When I make an outgoing call I see those warnings:
[2017-05-02 15:14:56] WARNING[47914]: func_cdr.c:383 cdr_write_callback: CDR requires a value (CDR(variable)=value)
[2017-05-02 15:14:57] WARNING[51631][C-00000009]: chan_iax2.c:1239 jb_warning_output: Resyncing the jb. last_delay 0, this delay -410728462, threshold 1000, new offset 410728462

With only 1 outgoing call (2 channels) the CPU use of process asterisk goes up to 20%.

Are you using a jitterbuffer in Asterisk? If you disable that what happens?

Disabled jitterbuffer and disabled rtp checksums.

Problem stays the same.

Then you have to try to isolate it even more. That’s the only thing I can really say about this…

Yeah, I don’t know what to isolate even more. I also deleted all the logfile creating.

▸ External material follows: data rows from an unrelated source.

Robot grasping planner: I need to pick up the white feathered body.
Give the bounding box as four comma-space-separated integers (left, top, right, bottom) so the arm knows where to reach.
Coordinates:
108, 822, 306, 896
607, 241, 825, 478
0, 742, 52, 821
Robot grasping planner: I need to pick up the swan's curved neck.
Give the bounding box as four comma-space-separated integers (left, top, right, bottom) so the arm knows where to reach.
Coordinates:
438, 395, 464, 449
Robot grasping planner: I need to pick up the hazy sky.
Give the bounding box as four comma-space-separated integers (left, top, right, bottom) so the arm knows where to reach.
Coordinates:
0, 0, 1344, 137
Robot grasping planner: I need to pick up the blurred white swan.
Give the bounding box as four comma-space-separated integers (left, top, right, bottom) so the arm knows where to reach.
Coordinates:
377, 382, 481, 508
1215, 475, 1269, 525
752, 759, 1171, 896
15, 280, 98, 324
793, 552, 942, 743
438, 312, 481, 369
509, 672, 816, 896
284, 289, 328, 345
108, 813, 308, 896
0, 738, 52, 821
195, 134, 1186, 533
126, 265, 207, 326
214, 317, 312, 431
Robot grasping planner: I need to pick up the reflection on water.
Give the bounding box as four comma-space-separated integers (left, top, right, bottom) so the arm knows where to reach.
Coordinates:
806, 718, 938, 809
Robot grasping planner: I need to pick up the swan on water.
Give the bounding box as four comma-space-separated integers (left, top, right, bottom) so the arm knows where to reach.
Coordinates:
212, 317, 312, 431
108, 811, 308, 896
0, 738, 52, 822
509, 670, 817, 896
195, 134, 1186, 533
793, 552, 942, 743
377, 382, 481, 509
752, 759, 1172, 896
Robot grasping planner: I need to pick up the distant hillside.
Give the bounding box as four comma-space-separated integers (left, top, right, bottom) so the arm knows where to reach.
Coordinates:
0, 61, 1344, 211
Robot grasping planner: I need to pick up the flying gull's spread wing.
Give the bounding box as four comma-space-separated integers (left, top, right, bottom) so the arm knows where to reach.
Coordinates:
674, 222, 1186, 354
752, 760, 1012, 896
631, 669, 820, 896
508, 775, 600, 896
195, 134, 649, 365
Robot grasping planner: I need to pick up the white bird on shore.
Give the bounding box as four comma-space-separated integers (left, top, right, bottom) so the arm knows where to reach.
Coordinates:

Reloading also takes quite some more time then before. Is there any possibility to debug the reloading process?

The easiest way is like I’ve been saying, simplify and eliminate things and then add back. That includes for configuration. Outside of that you have to do process profiling to understand where CPU time is being spent, in what functions.

Just happened something similar, this compilation flags were activated in “Compiler” Section of menuconfig:

  • DONT OPTIMIZE
  • DEBUG THREADS
  • DEBUG FD_LEAKS
  • *debug options…

After disabling cpu went down a 60% (was 150% higher than usual).

13 is EOL. You need to be on 20 or 21.